Penn riesce a trasformare 150 minuti di lungometraggio in un insieme di spontaneità, semplicità ed ha la capacità di stimolare i sensi di ognuno di noi; utilizza una struttura narrativa fatta di flash back e colloca Chris nel suo destino finale, Alaska, e man mano va alternando le diverse tappe del viaggio. Il passato, il presente ed il futuro del protagonista si uniscono come pezzi di un puzzle per spiegare qualcosa di così “illogico” come la voglia di lasciare una vita agiata e privilegiata per vivere alla giornata.
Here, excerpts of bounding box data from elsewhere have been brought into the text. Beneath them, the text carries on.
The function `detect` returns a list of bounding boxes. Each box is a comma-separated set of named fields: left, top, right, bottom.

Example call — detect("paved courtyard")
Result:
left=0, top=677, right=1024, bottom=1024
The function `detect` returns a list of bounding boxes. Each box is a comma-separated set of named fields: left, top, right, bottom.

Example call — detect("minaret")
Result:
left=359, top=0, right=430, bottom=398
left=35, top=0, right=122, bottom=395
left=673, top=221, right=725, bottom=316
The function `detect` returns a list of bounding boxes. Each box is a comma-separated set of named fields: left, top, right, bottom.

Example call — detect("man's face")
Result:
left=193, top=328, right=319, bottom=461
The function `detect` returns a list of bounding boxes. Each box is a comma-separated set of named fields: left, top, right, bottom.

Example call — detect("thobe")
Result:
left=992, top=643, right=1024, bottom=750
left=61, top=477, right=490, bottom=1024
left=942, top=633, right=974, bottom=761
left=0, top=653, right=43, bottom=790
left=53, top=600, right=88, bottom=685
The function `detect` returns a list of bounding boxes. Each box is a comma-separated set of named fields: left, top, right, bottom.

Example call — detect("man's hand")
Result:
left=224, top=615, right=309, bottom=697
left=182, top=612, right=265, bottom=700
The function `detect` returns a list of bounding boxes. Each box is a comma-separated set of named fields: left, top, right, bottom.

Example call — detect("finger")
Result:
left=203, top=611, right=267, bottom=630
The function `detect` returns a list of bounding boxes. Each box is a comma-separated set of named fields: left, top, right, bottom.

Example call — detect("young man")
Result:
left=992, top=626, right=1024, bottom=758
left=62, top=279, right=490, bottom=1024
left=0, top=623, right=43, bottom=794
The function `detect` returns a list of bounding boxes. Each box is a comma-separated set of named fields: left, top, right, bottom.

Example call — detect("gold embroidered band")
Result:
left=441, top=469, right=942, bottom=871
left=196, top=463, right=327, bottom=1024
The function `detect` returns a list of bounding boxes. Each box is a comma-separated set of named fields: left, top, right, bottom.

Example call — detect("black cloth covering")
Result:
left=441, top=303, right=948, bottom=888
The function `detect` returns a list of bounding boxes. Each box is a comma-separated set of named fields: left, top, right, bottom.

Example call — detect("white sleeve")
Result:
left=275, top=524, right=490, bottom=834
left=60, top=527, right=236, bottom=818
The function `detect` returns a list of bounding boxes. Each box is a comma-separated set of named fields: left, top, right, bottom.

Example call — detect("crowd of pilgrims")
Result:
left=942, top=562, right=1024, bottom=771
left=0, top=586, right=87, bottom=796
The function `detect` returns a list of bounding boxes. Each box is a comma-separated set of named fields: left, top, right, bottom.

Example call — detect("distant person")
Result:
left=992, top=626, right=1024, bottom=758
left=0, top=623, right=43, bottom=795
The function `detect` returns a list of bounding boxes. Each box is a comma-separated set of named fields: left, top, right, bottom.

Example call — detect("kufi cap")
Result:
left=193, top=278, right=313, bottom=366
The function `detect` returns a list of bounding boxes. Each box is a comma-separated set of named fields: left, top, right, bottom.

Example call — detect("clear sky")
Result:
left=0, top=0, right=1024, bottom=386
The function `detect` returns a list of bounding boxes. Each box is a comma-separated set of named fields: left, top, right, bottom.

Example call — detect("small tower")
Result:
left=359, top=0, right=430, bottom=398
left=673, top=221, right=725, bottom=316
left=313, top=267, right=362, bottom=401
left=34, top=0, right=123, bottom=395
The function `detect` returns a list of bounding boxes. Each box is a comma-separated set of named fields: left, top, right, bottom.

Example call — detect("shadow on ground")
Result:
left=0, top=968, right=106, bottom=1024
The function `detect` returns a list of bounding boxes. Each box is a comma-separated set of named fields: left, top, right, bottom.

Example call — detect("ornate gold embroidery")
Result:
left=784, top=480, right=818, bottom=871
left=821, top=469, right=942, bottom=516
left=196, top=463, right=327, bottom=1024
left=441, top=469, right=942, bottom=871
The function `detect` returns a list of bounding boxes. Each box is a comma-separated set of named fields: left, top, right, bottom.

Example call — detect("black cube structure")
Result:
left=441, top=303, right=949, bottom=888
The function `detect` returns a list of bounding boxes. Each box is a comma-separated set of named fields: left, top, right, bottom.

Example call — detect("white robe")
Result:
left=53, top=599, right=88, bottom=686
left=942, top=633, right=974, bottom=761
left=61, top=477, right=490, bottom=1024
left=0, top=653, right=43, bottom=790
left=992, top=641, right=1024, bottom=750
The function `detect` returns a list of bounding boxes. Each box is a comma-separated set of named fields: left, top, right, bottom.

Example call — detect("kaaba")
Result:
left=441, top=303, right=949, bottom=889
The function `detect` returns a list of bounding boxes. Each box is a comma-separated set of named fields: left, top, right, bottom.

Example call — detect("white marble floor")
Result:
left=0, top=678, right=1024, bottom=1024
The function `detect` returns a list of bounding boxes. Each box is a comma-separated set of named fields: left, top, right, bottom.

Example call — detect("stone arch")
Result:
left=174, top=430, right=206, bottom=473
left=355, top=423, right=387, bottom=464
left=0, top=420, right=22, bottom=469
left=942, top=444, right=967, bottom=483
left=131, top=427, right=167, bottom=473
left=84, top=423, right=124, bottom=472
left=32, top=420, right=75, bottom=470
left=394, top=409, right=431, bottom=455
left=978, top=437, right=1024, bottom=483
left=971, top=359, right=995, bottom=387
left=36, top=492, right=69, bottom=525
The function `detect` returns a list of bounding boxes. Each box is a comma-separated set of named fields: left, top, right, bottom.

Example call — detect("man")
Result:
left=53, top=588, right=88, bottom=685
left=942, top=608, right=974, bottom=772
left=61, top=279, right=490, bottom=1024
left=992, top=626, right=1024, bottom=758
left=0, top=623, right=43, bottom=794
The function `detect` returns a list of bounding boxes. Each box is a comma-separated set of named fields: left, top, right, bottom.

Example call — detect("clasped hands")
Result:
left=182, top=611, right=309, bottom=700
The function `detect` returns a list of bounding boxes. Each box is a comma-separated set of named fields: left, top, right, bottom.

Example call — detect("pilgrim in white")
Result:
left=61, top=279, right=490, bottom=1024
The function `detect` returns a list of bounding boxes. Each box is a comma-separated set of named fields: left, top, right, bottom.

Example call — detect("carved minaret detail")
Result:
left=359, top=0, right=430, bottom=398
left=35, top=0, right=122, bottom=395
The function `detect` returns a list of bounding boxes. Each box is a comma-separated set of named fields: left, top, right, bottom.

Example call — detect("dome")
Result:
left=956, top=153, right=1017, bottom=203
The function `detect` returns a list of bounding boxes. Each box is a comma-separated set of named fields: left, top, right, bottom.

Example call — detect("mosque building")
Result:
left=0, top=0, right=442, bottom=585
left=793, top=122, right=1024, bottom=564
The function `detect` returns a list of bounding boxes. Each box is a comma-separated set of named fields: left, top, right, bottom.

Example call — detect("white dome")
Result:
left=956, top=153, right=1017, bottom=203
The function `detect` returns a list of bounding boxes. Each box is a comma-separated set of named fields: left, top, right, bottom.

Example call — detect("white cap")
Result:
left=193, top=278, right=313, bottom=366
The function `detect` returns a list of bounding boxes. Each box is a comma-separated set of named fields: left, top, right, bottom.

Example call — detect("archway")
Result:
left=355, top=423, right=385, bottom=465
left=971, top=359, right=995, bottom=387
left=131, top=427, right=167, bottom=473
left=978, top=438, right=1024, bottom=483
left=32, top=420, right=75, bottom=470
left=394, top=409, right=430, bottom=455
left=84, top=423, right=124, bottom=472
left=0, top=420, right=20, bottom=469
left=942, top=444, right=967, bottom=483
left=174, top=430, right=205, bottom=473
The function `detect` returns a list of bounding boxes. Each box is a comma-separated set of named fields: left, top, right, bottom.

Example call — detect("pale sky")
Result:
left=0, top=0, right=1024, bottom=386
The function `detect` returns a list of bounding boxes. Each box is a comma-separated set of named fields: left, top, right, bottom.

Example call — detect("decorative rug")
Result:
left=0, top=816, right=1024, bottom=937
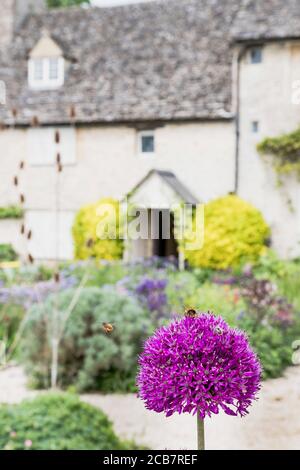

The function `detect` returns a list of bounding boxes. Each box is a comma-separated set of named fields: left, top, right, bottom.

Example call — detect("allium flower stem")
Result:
left=197, top=412, right=205, bottom=450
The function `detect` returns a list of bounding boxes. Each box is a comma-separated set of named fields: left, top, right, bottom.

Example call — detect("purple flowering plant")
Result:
left=137, top=313, right=261, bottom=448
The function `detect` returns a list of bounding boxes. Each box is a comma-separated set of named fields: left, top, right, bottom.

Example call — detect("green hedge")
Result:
left=20, top=286, right=153, bottom=392
left=0, top=393, right=135, bottom=450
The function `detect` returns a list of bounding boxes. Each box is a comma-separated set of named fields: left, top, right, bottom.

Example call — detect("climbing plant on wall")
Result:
left=257, top=128, right=300, bottom=182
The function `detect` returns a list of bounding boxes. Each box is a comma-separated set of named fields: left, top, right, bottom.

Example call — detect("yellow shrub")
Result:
left=185, top=195, right=270, bottom=269
left=73, top=198, right=123, bottom=260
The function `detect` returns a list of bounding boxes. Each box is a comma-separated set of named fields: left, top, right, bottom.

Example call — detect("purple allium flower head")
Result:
left=137, top=313, right=261, bottom=419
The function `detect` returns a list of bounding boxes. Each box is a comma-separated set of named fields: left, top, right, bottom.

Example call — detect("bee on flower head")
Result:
left=215, top=326, right=223, bottom=336
left=184, top=307, right=198, bottom=318
left=102, top=323, right=115, bottom=335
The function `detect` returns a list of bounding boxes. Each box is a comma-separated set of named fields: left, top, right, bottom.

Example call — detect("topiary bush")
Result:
left=185, top=195, right=270, bottom=270
left=0, top=393, right=135, bottom=450
left=20, top=286, right=153, bottom=392
left=73, top=199, right=123, bottom=261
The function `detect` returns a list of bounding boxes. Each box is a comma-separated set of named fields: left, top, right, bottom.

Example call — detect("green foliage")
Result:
left=186, top=195, right=270, bottom=269
left=238, top=315, right=295, bottom=379
left=73, top=198, right=123, bottom=261
left=22, top=286, right=153, bottom=391
left=0, top=393, right=135, bottom=450
left=47, top=0, right=90, bottom=8
left=0, top=303, right=24, bottom=350
left=257, top=128, right=300, bottom=178
left=0, top=244, right=18, bottom=263
left=187, top=283, right=245, bottom=326
left=0, top=206, right=24, bottom=220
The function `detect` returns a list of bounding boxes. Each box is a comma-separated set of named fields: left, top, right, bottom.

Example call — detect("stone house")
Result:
left=0, top=0, right=300, bottom=259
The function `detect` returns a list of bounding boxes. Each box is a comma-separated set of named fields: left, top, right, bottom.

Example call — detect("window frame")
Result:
left=249, top=45, right=263, bottom=65
left=138, top=130, right=156, bottom=157
left=28, top=57, right=65, bottom=90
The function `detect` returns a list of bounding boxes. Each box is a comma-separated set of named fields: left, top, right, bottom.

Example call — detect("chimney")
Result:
left=0, top=0, right=46, bottom=48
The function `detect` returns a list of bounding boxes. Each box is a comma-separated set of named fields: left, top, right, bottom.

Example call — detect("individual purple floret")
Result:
left=137, top=313, right=261, bottom=419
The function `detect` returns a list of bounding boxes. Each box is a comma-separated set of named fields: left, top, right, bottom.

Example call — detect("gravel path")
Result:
left=0, top=367, right=300, bottom=450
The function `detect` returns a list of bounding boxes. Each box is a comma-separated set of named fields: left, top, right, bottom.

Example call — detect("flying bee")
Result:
left=215, top=326, right=223, bottom=336
left=184, top=308, right=198, bottom=318
left=102, top=323, right=115, bottom=335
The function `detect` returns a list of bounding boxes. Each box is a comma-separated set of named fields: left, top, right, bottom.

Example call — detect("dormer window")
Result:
left=28, top=33, right=65, bottom=90
left=28, top=57, right=64, bottom=90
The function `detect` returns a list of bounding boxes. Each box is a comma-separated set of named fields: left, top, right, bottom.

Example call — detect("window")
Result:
left=49, top=58, right=59, bottom=80
left=34, top=59, right=43, bottom=81
left=139, top=131, right=155, bottom=155
left=250, top=47, right=262, bottom=64
left=27, top=127, right=76, bottom=166
left=26, top=210, right=74, bottom=260
left=251, top=121, right=259, bottom=134
left=28, top=57, right=64, bottom=90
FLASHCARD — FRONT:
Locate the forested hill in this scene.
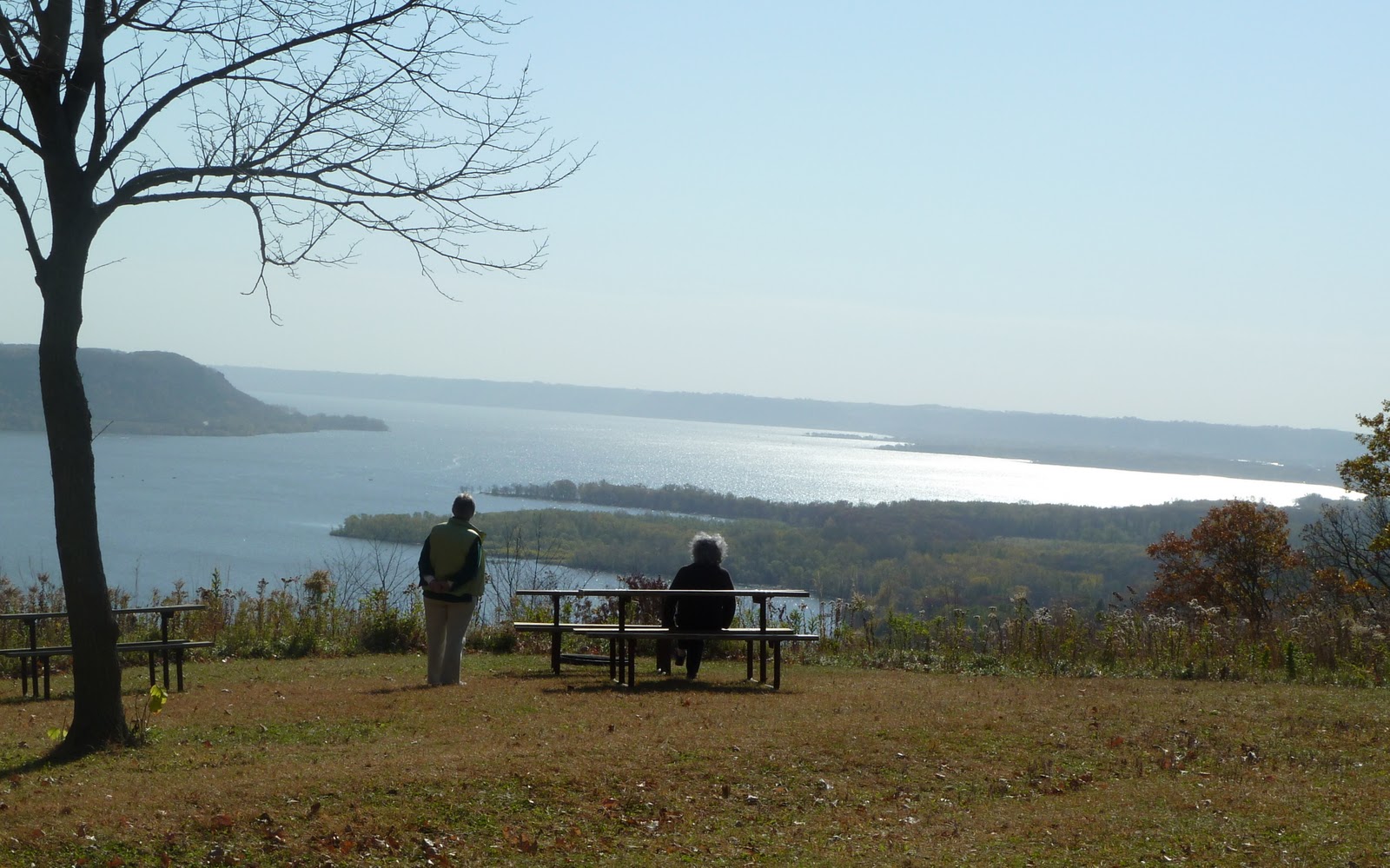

Emile Hirsch riesce in modo eccezionale ad interpretare Chris McCandless, ma è stato “volutamente” messo in disparte nella nomination agli Oscar. Troviamo anche il bravissimo Hal Holbrook, che appare sullo schermo per una quindicina di minuti ma trasmette tenerezza ed emozione.
La magnifica fotografia è sicuramente un aspetto intenso del film, i paesaggi fanno parte integrante della storia e sono imprescindibili: le caotiche città, le bellissime spiagge, i grandi laghi, gli interminabili boschi, gli infiniti cieli azzurri e le montagne con addosso l’inverno più bianco dell’Alaska. Altro punto forte del film, come ogni road movie che si rispetti, è la colonna sonora di Eddie Vedder, (orfano dei Pearl Jam), la sua voce calda ci colloca proprio al fianco del protagonista, ci fa vivere le emozioni attraverso le sue canzoni e ci accompagna in questo viaggio verso la natura più selvaggia.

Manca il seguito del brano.